Substitutions occur on-the-fly, so teams typically take the opportunity to sub immediately after gaining possession of the disc. In pick-up-play, subbing on a mistake (turnover, drop) is the usual practice.

===Field setup===

Source:

The Goaltimate field is a circle 45 yd in diameter. PVC piping forms an arch (the "goal") 11 ft high and 18 ft wide at the base and is located at the front of the end zone. The end zone is a half-oval 24 ft wide and 24 feet deep. The back of the end zone starts 2 yd from one end of the playing field. A poach zone is often set up in front of the goal in order to prevent defensive players from setting up their initial defense at the goal line (which prevents Two-point throws) while the offensive team clears the disc. The poach zone is identical to the end zone and is a half-oval, 24 ft wide and 24 feet deep. A Clear Line/Two-point line 24 yd wide and 10 yd deep at the center is located 25 yd in front of the goal. The substitution box is at one side of the field. Complete instructions on how to make a PVC set with 1" PVC, couplings, 2 pieces of Rebar and a hammer are available here.

A common alternate field setup which uses a rectangular field is described on the USA Goaltimate web site .

===Strategy===
Goaltimate offensive strategy mimics that of a basketball offense's half-court set. Offensive players stand to the fore of the scoring area and make streaking cuts behind the goal. Throwers attempt to either strike through the goal, or, when this is impossible, throw the disc to an open player in position before the goal. Defenders position themselves between the offensive players and the scoring area, and attempt to minimize throwing windows by remaining aware of where the disc is and where a scoring opportunity may ensue.

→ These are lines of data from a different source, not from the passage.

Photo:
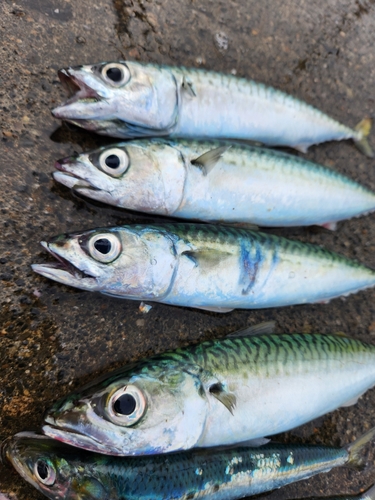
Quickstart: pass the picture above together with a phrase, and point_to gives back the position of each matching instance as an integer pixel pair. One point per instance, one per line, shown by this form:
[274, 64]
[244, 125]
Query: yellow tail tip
[364, 129]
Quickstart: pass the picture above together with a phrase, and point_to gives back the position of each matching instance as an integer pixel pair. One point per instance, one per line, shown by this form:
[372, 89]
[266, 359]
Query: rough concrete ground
[54, 338]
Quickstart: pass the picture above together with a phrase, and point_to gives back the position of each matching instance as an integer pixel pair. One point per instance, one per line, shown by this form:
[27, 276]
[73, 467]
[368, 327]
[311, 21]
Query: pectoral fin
[208, 160]
[228, 399]
[188, 87]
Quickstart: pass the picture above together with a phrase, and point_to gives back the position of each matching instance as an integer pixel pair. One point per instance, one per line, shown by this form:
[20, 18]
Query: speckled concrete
[53, 338]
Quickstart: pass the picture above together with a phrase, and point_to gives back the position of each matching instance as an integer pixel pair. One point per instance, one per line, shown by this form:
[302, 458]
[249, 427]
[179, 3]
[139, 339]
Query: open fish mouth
[64, 271]
[76, 88]
[75, 438]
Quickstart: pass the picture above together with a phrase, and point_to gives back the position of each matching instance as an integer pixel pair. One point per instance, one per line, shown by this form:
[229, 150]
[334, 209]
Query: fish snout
[4, 451]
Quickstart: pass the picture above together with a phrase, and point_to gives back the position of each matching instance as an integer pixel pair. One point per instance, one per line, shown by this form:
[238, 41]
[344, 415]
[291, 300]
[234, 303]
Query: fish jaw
[79, 174]
[24, 450]
[89, 98]
[146, 100]
[84, 419]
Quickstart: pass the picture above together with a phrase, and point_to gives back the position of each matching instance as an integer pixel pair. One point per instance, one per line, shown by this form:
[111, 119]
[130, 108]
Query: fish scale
[219, 392]
[212, 181]
[219, 474]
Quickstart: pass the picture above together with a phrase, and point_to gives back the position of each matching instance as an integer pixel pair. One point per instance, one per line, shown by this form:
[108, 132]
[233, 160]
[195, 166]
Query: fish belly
[271, 190]
[288, 396]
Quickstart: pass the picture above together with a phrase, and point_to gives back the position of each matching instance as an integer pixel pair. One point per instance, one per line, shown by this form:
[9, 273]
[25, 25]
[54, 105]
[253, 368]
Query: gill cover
[159, 410]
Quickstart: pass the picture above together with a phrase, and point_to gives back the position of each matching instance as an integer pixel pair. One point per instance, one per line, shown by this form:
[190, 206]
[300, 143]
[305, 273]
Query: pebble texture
[54, 338]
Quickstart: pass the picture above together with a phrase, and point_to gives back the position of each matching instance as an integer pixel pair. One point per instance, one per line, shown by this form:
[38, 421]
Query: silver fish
[208, 267]
[215, 182]
[220, 392]
[131, 99]
[62, 472]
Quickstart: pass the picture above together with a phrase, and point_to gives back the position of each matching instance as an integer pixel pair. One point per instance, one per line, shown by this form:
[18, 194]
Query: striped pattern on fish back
[242, 155]
[257, 90]
[229, 239]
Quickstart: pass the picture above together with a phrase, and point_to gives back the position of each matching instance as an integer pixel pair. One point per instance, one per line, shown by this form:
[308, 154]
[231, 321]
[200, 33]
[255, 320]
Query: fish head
[127, 261]
[41, 462]
[151, 410]
[143, 96]
[146, 176]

Even in competitive play, defensive effort against a team trying to clear the disc is often token, as defenders will take the opportunity to rest or position themselves to prevent the two-point play. The soaring passes and long, streaking cuts familiar to observers of ultimate are typically only present in goaltimate games during the clear. The exception to lax defense on the clear is when a team gains possession well beyond the goal, as it becomes advantageous to leave the thrower unguarded, and double-team any cuts that are coming toward the thrower, similar to guarding an in-bounds pass after a score in a full-court press in basketball. Passing is typically quick, with short and fast cuts.

Turnovers occur with greater regularity in goaltimate than ultimate. Scores are frequently achieved in a burst of several in a row, when fatigued defenders find themselves merely chasing their assigned offensive players but unable to safely substitute out.

===Equipment===
Goaltimate requires a hoop to play. This might seem daunting to casual folks, but kits can be made using PVC pipe and setup can be done in about the same time it takes to set up an ultimate field. Goaltimate hoops are UV protected PVC (about $200 for a 'kit'). Usually rebar stakes are used to support the hoop on a grass field.

Goaltimate can also be played indoors. One setup used successfully was to put high-friction mats on a gym floor. On top of that were placed heavy cast iron Christmas tree stands. In the stands was fastened vertically 3.5 feet of 1.25 PVC, into which the normal hoop slid. In order to keep the hoop stationary, a bag of rocksalt was placed on each tree stand.

Instead of building a homemade kit, Goaltimate kits can be purchased online. One company, GoaltyLife, has engineered Goaltimate Kits both for indoor and outdoor use. Their kits use a foldable tent-pole style arch and custom anchors for support.

Low-profile cones are used to demarcate the end zone and clear lines. The round field is sometimes changed to a square or rectangle shape to ease setup (or Goaltimate is played with no boundaries).